# MIT Lithium-Air Battery Achieves New Record Efficiency



## EVDL Archive (Jul 26, 2007)

Gold and platinum nanoparticle catalyst returns 77 percent of energy used to charge the battery.

More...


----------



## Coley (Jul 26, 2007)

That is good news, IF they can get into production in less than 5 years.


----------



## Jason Lattimer (Dec 27, 2008)

They won't. I love all the carbon nanotube stuff their talking about, but it sounds a little too much like fuel cells.....always 10 years off.


----------



## david85 (Nov 12, 2007)

In theory Lithium-air fuel cells or batteries have energy density measured in the thousands of wh/kg instead of hundreds.
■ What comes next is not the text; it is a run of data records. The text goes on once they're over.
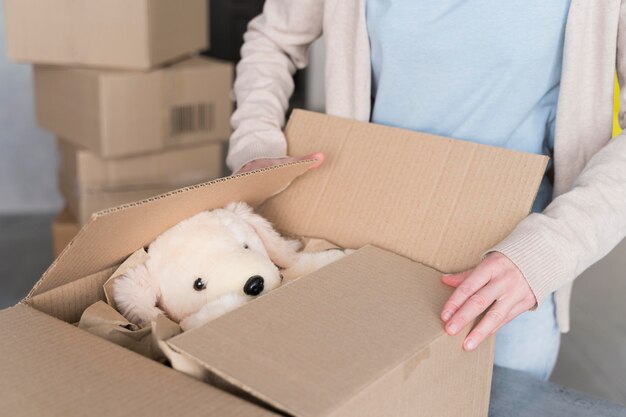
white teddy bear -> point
(210, 264)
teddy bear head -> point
(214, 253)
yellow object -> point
(616, 127)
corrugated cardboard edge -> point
(238, 386)
(305, 164)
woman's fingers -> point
(473, 281)
(454, 280)
(475, 305)
(268, 162)
(495, 317)
(518, 309)
(318, 156)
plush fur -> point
(223, 247)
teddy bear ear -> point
(282, 251)
(136, 294)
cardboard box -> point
(121, 113)
(137, 34)
(90, 184)
(64, 228)
(360, 337)
(176, 167)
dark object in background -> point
(228, 21)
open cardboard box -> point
(361, 337)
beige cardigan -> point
(587, 217)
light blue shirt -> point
(486, 71)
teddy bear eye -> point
(199, 284)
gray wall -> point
(27, 154)
(593, 354)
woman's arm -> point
(275, 45)
(548, 250)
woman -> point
(526, 75)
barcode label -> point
(192, 118)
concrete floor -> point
(593, 355)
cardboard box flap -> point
(311, 345)
(114, 234)
(439, 201)
(78, 374)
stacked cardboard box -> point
(135, 112)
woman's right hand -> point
(268, 162)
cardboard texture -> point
(178, 167)
(64, 228)
(51, 368)
(137, 34)
(360, 337)
(437, 201)
(82, 204)
(120, 113)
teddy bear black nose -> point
(254, 285)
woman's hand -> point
(495, 285)
(268, 162)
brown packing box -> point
(90, 184)
(64, 228)
(135, 34)
(120, 113)
(361, 337)
(178, 166)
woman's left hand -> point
(495, 285)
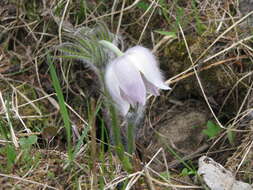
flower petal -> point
(112, 84)
(130, 80)
(145, 62)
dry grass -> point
(210, 59)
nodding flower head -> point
(131, 76)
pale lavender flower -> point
(131, 76)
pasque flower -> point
(131, 76)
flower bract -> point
(131, 76)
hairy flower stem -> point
(112, 47)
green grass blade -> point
(63, 108)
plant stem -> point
(112, 47)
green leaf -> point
(166, 33)
(212, 129)
(61, 101)
(143, 5)
(11, 155)
(32, 139)
(231, 137)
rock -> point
(179, 129)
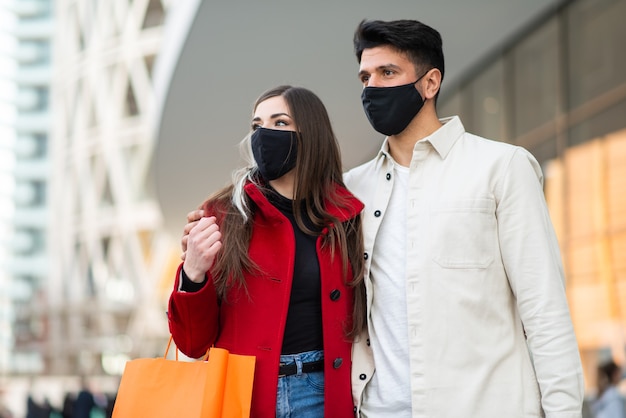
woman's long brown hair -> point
(318, 172)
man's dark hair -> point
(420, 42)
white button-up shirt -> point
(489, 329)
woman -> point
(274, 268)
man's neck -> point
(401, 145)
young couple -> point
(424, 283)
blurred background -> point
(117, 117)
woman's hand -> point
(202, 242)
(192, 219)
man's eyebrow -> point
(381, 67)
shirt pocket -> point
(464, 233)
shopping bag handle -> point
(169, 343)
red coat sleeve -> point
(193, 318)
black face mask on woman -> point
(391, 109)
(274, 151)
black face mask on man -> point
(391, 109)
(274, 151)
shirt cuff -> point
(187, 285)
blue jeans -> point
(301, 395)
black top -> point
(303, 330)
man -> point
(609, 402)
(467, 310)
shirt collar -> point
(442, 140)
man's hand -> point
(203, 242)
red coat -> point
(255, 325)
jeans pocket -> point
(316, 381)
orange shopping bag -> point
(162, 388)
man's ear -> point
(431, 83)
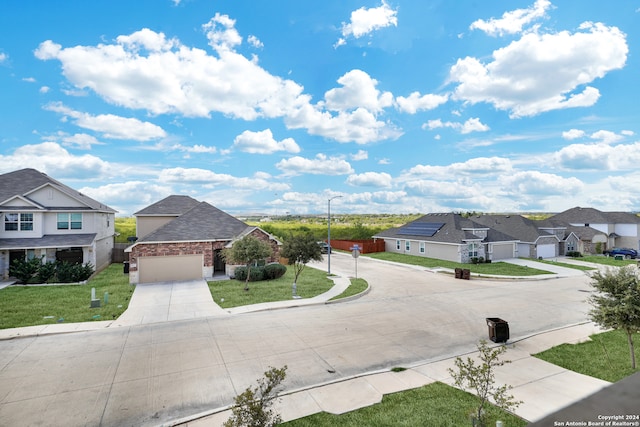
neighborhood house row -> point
(181, 238)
If they ever come up with something that works it could actually surpass the energy density of fossil fuel (not even counting the 80% loss in most ICE powered vehicles).

To call it a game changer is an understatement.

But now for the reality check. Platinum and gold will never be used in anything mainstream, or affordable. So this might be real, but as long as they use expensive materials like this nothing will ever come from it other than a few expensive prototypes. Almost better off making a micro nuclear reactor in terms of cost.

You have to start somewhere and this is encouraging, but I'm not holding my breath either.


----------



## dimitri (May 16, 2008)

david85 said:


> Platinum and gold will never be used in anything mainstream, or affordable.


I thought every catalytic converter had platinum or some other expensive metal as catalyst. And those are in every car now. I bet 20 years ago when they were invented somone said the same thing you just did.

If all resources used to make CATs are diverted to make fuel cells or batteries, perhaps there can be a status quo, at least on some level.


----------



## Jason Lattimer (Dec 27, 2008)

Well there are two problems with that. First cats for what they do are ridiculously expensive; and two, the government mandated their usage on every car on the road.


----------



## dimitri (May 16, 2008)

Jason Lattimer said:


> Well there are two problems with that. First cats for what they do are ridiculously expensive; and two, the government mandated their usage on every car on the road.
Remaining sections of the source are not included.